Mas como explicar o interesse e o empenho que dedicou ao tema de As metamorfoses? Talvez a resposta esteja nas circunstâncias árduas em que foi se formando seu olhar. Fazia apenas três anos que a Primeira Guerra Mundial terminara e o Império Austro-Húngaro caíra por terra quando Madalena Schwartz nasceu em Budapeste, em 1921 – e não passariam tantos anos antes que a menina judia, órfã de mãe, emigrasse para a Argentina, em 1935. Uma vida típica de tantos imigrantes naquele momento terrível do século XX, arrematada pela vinda para o Brasil, já casada e mãe de dois filhos. E se foi em São Paulo que se produziu sua própria metamorfose, não se deve esquecer a que ponto esta se deveu ao acaso: em 1966, aos 45 anos, caiu-lhe nas mãos uma câmera fotográfica, prêmio dado a um dos filhos num programa de entretenimento na TV. Teve início então uma história vertiginosa. Depois de cumprir uma formação básica no Foto Cine Clube Bandeirante, Madalena iniciou uma carreira que a levaria a uma primeira exposição individual no Masp (já em 1974), às encomendas da imprensa, ao trabalho para a Editora Abril ou para a Rede Globo e, por fim, a instalar um pequeno estúdio no mesmo edifício Copan em que vivia.

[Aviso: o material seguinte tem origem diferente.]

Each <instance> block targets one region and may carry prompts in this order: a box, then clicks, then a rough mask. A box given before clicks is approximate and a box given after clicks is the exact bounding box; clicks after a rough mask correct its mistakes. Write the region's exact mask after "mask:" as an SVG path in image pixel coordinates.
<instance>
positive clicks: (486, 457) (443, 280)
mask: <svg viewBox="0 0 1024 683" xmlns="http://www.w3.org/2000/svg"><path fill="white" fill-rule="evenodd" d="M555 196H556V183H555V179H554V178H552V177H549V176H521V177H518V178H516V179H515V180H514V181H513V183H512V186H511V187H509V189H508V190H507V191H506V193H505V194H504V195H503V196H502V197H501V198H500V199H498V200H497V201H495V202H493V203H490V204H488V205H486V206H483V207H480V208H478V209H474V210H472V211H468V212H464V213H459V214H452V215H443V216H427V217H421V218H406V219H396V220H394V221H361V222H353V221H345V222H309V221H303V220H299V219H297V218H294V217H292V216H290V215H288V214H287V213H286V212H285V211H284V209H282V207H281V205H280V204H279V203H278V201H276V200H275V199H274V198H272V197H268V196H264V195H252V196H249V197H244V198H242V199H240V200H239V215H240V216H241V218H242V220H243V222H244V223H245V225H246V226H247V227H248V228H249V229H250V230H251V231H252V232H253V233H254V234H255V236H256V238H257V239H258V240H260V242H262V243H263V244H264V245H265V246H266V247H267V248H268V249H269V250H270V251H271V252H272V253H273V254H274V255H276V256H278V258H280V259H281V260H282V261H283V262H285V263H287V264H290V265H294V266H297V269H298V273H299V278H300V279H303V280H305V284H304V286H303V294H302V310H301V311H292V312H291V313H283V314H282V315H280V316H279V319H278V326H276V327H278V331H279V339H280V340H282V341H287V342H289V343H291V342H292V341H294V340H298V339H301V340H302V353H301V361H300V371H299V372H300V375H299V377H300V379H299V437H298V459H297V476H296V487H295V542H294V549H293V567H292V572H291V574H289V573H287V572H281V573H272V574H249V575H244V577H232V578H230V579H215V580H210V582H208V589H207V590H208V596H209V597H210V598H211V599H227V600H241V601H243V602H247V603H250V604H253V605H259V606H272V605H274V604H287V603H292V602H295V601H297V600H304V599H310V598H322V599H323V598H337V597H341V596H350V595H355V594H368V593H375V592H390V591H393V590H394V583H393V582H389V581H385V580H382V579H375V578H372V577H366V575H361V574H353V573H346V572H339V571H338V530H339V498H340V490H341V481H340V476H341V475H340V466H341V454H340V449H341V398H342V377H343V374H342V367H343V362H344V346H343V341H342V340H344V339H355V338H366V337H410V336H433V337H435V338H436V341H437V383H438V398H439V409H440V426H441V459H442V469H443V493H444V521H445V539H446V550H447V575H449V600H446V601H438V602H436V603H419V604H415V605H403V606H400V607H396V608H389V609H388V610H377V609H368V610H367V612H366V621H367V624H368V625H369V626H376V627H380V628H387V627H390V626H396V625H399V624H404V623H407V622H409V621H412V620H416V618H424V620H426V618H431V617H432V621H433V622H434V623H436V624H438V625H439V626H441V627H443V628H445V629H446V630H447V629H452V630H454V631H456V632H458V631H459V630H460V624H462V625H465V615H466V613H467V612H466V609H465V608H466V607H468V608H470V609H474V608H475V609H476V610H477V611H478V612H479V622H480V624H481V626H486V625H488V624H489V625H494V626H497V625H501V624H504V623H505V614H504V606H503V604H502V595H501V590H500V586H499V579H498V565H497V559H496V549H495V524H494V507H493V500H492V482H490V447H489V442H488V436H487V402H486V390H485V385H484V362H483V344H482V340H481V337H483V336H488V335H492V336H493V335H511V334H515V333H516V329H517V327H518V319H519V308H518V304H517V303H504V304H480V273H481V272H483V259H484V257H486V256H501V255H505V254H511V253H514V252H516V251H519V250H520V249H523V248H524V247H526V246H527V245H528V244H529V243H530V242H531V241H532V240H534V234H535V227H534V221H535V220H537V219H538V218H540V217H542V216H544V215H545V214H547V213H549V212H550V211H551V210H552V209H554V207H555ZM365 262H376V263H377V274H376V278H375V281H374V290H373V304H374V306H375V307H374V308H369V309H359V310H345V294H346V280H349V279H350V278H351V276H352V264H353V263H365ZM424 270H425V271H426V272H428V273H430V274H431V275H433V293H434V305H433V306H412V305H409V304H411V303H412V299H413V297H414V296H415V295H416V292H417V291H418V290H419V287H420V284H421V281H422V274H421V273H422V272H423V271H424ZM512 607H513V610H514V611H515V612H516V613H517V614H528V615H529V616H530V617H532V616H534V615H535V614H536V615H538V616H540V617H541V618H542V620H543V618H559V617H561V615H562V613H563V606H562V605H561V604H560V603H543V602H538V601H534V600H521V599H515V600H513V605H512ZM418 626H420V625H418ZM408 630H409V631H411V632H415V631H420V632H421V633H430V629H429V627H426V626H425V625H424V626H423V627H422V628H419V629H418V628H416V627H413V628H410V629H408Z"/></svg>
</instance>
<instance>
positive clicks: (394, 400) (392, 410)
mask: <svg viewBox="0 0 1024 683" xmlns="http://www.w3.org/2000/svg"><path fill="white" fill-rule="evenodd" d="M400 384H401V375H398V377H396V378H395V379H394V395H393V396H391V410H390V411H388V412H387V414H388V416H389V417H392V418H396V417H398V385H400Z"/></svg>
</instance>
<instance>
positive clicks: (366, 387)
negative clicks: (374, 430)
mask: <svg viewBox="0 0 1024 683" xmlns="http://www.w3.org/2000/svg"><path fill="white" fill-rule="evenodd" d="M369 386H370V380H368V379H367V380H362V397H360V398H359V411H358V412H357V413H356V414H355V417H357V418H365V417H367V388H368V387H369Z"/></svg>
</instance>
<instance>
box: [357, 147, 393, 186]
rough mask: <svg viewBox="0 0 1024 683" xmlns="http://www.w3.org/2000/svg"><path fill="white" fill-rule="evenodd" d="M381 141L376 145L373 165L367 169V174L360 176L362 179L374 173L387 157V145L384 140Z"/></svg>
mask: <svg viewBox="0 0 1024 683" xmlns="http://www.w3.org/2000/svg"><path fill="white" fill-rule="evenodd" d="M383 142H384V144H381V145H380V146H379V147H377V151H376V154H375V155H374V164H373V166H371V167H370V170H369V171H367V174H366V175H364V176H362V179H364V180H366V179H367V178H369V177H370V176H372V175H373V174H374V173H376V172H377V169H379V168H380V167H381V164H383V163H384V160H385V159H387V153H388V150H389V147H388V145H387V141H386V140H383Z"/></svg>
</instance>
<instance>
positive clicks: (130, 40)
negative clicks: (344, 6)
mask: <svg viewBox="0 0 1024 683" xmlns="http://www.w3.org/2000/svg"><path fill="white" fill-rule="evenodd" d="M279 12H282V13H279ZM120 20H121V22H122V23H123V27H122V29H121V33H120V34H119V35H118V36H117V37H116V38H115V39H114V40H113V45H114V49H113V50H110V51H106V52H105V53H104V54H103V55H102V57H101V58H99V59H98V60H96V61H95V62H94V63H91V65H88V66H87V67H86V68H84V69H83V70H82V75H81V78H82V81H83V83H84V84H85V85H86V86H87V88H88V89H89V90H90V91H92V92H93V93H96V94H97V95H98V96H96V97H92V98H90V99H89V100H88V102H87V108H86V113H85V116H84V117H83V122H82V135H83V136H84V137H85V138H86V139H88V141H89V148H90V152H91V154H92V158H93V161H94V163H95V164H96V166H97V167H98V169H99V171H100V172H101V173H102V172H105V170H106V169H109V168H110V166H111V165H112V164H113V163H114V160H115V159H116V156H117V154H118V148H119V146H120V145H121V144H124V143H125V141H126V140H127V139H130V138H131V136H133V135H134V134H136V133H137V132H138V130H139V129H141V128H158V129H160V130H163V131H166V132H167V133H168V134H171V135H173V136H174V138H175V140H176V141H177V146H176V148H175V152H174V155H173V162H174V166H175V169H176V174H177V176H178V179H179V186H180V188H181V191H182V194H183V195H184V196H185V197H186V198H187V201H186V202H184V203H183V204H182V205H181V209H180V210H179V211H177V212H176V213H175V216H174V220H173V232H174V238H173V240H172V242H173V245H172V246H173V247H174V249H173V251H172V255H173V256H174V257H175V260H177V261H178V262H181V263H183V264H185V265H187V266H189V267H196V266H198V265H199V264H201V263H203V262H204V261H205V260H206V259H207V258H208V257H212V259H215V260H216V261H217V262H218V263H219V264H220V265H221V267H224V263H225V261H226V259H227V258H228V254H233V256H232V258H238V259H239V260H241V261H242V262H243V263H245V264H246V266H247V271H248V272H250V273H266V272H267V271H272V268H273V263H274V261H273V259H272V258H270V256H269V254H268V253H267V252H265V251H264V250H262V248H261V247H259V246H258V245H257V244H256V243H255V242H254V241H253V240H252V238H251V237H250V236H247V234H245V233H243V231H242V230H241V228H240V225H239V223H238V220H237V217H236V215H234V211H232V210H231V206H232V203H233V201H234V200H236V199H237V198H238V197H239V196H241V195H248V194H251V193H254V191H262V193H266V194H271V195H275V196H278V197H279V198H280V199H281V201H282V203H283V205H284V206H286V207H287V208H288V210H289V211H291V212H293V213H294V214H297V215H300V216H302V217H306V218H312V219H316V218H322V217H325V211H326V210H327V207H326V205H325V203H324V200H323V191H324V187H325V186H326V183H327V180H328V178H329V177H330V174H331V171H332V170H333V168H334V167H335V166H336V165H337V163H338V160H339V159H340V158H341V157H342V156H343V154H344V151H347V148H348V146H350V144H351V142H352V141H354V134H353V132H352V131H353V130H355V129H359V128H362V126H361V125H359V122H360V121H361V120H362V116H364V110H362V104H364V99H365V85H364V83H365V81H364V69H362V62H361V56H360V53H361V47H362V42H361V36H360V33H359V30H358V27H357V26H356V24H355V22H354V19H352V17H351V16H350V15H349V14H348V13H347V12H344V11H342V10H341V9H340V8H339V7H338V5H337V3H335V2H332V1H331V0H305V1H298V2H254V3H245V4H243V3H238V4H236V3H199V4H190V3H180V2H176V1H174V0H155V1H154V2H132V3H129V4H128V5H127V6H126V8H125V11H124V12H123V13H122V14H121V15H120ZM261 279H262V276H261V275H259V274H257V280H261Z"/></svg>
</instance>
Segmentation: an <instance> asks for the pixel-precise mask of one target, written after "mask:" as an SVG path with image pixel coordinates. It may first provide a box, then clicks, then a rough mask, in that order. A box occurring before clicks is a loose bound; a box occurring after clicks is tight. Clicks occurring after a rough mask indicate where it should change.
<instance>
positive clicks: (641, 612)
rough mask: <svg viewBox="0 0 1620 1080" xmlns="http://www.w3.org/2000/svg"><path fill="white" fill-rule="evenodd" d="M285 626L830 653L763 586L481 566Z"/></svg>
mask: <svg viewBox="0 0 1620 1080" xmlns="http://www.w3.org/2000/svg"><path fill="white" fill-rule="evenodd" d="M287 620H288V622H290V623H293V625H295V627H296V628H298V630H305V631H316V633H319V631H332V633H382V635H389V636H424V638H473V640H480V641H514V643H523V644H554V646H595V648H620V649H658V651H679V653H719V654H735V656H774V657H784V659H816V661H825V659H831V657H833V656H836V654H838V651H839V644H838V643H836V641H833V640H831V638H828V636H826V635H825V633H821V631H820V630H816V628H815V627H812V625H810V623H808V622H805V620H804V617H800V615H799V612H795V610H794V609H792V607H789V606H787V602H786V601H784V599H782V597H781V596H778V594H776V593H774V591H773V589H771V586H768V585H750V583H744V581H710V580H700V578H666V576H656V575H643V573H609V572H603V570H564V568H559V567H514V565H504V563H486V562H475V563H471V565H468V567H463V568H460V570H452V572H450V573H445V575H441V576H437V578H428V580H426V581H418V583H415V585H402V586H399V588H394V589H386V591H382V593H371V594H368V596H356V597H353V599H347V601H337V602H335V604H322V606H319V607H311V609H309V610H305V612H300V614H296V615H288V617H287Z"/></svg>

Talvez algo dessa história pessoal explique a energia que Madalena Schwartz dedicou ao ensaio iniciado em 1971; talvez a fotógrafa tenha entrevisto, nessas faces e nesses corpos à margem da norma imperante, algum traço de seu próprio semblante de estrangeira e de imigrante, de judia e de mulher. Pode ser. A própria fotógrafa não deixou resposta – ou não deixou outra resposta além das fotos que produziu. Estas Metamorfoses pedem, pois, por decifração, contemplação, atenção, empatia – ainda mais agora, quando a norma tenta novamente se impor com a violência e a indiferença que lhe são características.